A parameter where the value is a number.


Nengo object representing the input u(t) to the system.


A parameter where the value is a string.


Mapped LinearSystem.


(int) Number of neurons in this network, including subnetworks.


Nengo object representing the output y(t) of the system.


Realized LinearSystem.


The RealizerResult produced by realizer.


A parameter where the value is an integer.


Input dimensionality.


Output dimensionality.


State dimensionality.


Nengo object representing the state x(t) of the system.



add(obj) Add the passed object to Network.context.
add_output([t, function, label, synapse]) Decodes a function of the window at time points -t*theta.
basis([t]) Temporal basis functions for realized PadeDelay.
canonical_basis([t]) Temporal basis functions for PadeDelay in canonical form.
default_config() Constructs a ~.Config object for setting defaults.
inverse_basis([t]) Moore-Penrose pseudoinverse of the basis functions.
add_output(t=None, function=<function RollingWindow.<lambda>>, label='output', synapse=None, **conn_kwargs)[source]

Decodes a function of the window at time points -t*theta.

t : array_like, optional

A scalar or array-like with elements ranging between 0 (beginning of window) and 1 (end of window; i.e., theta). Specifies the time-points at which to sample the window’s basis functions. Defaults to the value of t_default: 1000 points spaced evenly between 0 and 1.

function : callable, optional

A function that consumes some window w of requested time-points (len(w) == len(t)), and returns the desired decoding. Defaults to returning the end of the window: w[-1].

label : string, optional

Label for the created nengo.Node. Defaults to 'output'.

synapse : nengo.synapses.Synapse, optional

Synapse passed to created nengo.Connection. Defaults to None.

**conn_kwargs : dictionary, optional

Additional keyword arguments passed to nengo.Connection.


Node object that holds the decoded function from the state ensemble. The size of the node is equal to the output dimensionality of the provided function.


The approach is to project the state-vector onto the basis functions given by the rows of basis(), and then supply the resulting window representation to the given function. Then we solve for the decoders with respect to the state-vector as usual in Nengo.

The canonical_basis() functions are polynomials of increasing order (from 0 up to q-1, where q=dimensions). If legendre == False, then:

\[\begin{split}P_i(t) = \begin{pmatrix}q \\ i\end{pmatrix}^{-1} \sum_{j=0}^i \begin{pmatrix}q \\ j\end{pmatrix} \begin{pmatrix}2q - 1 - j \\ i - j\end{pmatrix} \left( -t \right)^{i - j} \text{,} \quad 0 \le t \le 1 \text{,} \quad i = 0 \ldots q - 1 \text{.}\end{split}\]

If legendre == True, then these are the shifted Legendre polynomials: [2]
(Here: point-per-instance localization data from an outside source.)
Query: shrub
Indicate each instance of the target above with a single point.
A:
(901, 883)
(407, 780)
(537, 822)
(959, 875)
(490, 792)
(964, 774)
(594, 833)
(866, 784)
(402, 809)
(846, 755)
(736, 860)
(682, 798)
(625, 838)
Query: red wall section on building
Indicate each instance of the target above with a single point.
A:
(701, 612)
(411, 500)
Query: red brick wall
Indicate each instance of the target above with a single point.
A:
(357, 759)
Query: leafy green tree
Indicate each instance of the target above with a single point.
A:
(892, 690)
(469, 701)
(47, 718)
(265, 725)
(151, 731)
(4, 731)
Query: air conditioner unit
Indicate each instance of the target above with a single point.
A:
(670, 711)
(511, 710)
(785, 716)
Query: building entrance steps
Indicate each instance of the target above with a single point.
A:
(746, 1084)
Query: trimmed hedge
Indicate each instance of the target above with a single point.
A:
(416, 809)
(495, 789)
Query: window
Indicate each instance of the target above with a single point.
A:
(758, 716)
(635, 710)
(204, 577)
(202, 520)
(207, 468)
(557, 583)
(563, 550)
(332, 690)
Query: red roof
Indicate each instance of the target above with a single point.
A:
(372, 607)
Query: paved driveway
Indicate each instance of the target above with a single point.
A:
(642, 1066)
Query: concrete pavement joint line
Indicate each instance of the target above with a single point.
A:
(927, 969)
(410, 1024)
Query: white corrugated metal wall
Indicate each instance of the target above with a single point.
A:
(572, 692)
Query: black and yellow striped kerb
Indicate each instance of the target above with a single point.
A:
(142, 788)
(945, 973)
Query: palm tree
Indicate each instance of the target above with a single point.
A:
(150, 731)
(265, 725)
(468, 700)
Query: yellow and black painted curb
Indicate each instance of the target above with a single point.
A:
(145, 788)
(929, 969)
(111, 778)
\[\begin{split}P_i(t) = (-1)^i \sum_{j=0}^i \begin{pmatrix}i \\ j\end{pmatrix} \begin{pmatrix}i + j \\ j\end{pmatrix} \left( -t \right)^{j} \text{,} \quad 0 \le t \le 1 \text{,} \quad i = 0 \ldots q - 1 \text{.}\end{split}\]

Since the encoders are axis-aligned (when a process is given), the functions that can be accurately decoded by this approach are of the form:

\[f({\bf w}) = \sum_{i=0}^{q-1} f_i ({\bf v}_i \cdot {\bf w})\]
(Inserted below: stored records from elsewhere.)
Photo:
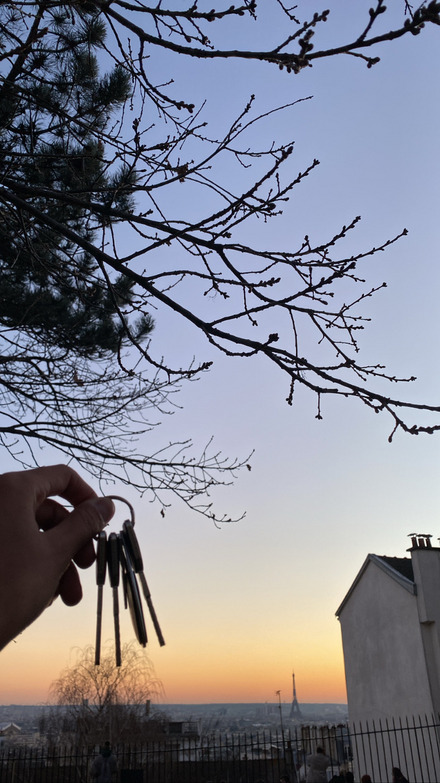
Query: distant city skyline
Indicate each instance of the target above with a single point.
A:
(243, 606)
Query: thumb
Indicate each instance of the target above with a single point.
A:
(80, 526)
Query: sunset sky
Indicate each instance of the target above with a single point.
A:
(243, 606)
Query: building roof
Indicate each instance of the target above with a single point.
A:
(398, 568)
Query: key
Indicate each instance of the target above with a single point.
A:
(131, 593)
(101, 567)
(113, 561)
(134, 553)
where \({\bf w}\) is some history, \({\bf v}_i\) are the columns of inverse_basis(), and each \(f_i\) is some unknown low-degree nonlinearity.


[2]Rodrigues, Olinde. De l’attraction des sphéroïdes, Correspondence sur l’É-cole Impériale Polytechnique. Diss. Thesis for the Faculty of Science of the University of Paris) 3 (3): 361–385, 1816.